The unaudited pro forma condensed combined statement of operations for the year ended April 30, 2008 combines the consolidated statement of operations of Cornerworld, derived from its audited financial statement for the year ended April 30, 2008, with the statement of operations of Leadstream, derived from its audited financial statement for the year ended April 30, 2008, and gives effect to the merger as if it occurred on May 1, 2007. The unaudited pro forma condensed combined statement of operations for the three months ended July 31, 2008 combines the statement of operations of Cornerworld for the quarter ended July 31, 2008, with the statement of operations of Leadstream for the quarter ended July 31, 2008, and gives effect to the merger as if it occurred on May 1, 2008.
The unaudited pro forma condensed combined financial statements, which are referred to as pro forma financial statements, are based on the historical financial statements of Cornerworld and Leadstream and give effect to the merger of Leadstream with and into Enversa under the purchase method of accounting. As a result, the pro forma financial statements are based on assumptions and adjustments, including assumptions relating to the consideration paid and the allocation thereof to the assets acquired and liabilities assumed from Leadstream based on preliminary estimates of fair value. The final purchase price and the allocation thereof will differ from that reflected in the pro forma financial statements after valuation procedures are performed and amounts are finalized following the completion of the merger.
The pro forma adjustments are preliminary and have been made solely for purposes of developing the pro forma financial statements for illustrative purposes. The merger’s impact on the actual results reported by the combined company in periods following the merger may differ significantly from that reflected in these pro forma financial statements. In addition, the pro forma financial statements do not give effect to any potential cost savings or operating synergies that Cornerworld and Leadstream expect to result from the merger, nor do they give effect to any potential costs to be incurred in integrating the two companies.
Note 2 — Unaudited Pro Forma Adjustments
The purchase price allocation included in the pro forma financial statements is preliminary and is based on information that was available to management of Cornerworld and Leadstream at the time the pro forma financial statements were prepared. Accordingly, the purchase price and the allocation thereof will change and the impact of such changes could be material.
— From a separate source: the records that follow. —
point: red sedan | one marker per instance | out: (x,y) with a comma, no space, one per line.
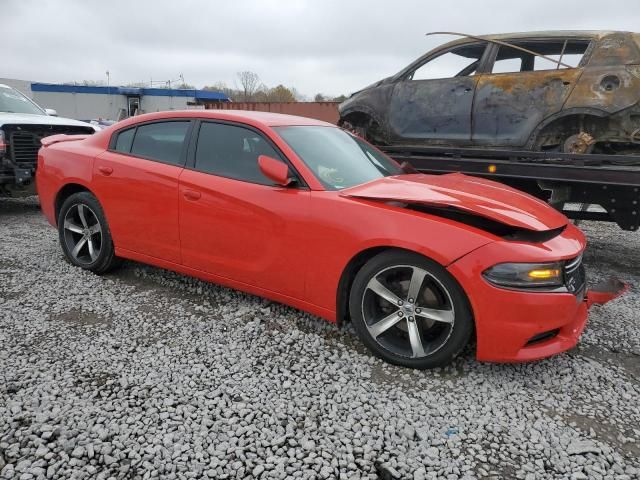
(307,214)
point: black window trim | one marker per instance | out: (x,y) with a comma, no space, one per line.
(300,182)
(495,48)
(183,153)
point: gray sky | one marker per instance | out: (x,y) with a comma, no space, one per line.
(328,46)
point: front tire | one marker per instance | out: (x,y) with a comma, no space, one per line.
(410,311)
(84,234)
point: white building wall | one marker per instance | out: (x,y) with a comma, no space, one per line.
(23,86)
(82,106)
(89,106)
(158,104)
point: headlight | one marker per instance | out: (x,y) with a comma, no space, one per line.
(526,275)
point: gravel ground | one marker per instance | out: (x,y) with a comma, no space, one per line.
(145,373)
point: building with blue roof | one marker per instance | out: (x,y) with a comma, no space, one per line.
(84,102)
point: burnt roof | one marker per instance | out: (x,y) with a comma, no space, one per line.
(544,34)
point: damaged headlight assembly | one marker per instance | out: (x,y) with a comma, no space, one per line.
(544,276)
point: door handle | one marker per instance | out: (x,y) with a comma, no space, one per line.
(191,195)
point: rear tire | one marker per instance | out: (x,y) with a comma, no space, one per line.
(409,311)
(84,234)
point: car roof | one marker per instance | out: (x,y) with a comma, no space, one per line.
(267,119)
(543,34)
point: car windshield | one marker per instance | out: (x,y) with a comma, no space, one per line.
(12,101)
(337,158)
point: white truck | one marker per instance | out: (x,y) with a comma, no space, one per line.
(23,124)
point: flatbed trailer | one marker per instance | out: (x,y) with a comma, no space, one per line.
(563,179)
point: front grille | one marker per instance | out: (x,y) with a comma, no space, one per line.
(541,337)
(574,275)
(24,148)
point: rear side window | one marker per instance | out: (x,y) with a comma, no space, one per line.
(231,151)
(567,51)
(161,141)
(124,141)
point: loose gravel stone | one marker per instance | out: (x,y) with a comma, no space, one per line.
(143,373)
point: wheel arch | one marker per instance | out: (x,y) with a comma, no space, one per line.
(563,116)
(354,265)
(65,192)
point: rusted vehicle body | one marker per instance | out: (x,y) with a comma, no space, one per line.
(568,91)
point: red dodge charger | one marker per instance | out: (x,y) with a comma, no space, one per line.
(304,213)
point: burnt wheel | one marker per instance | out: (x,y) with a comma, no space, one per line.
(84,234)
(410,311)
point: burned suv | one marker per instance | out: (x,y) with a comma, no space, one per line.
(571,91)
(22,125)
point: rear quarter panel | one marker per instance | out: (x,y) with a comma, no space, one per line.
(62,164)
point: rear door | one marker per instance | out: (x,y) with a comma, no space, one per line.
(234,222)
(432,102)
(522,89)
(137,184)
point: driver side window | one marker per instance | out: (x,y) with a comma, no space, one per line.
(459,62)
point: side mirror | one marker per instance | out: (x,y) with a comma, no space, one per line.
(275,170)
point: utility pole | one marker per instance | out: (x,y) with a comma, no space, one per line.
(109,95)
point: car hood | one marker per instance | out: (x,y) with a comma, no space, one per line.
(469,194)
(30,119)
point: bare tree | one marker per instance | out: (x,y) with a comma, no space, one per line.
(249,83)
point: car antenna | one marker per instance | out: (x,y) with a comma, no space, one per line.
(500,42)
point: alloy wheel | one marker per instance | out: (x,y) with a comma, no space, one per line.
(82,234)
(408,311)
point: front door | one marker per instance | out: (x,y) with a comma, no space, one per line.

The total purchase price booked for the merger is $4,344,000 . The proforma financials give effect to the purchase amounts of (A) 3,600,000 Cornerworld Common Shares (the “Acquisition Shares”) with a par value of $0.001 per share and a market price on August 27th of $0.79 per share, and (B) promissory notes in the aggregate principal amount of $1,500,000 by Cornerworld to the Leadstream Members (the “Acquisition Notes”). The allocation of the purchase price resulted in the following: $1,000,000 as Intangible Assets, primarily consisting of customer relationships, $2,848,719 as Goodwill, $1,251,204 of tangible assets, and $709,353 of assumed liabilities.
The allocation of purchase price to acquired intangible assets is preliminary and subject to the final outcome of independent analyses to be conducted after the completion of the merger. The residual amount of the purchase price has been allocated to goodwill.
There is no tax effect on the above amortization expenses included in the Unaudited Pro Forma Condensed Combined Statement of Operations for the year ended April 30, 2008, as the combined company has a net operating loss carryforward.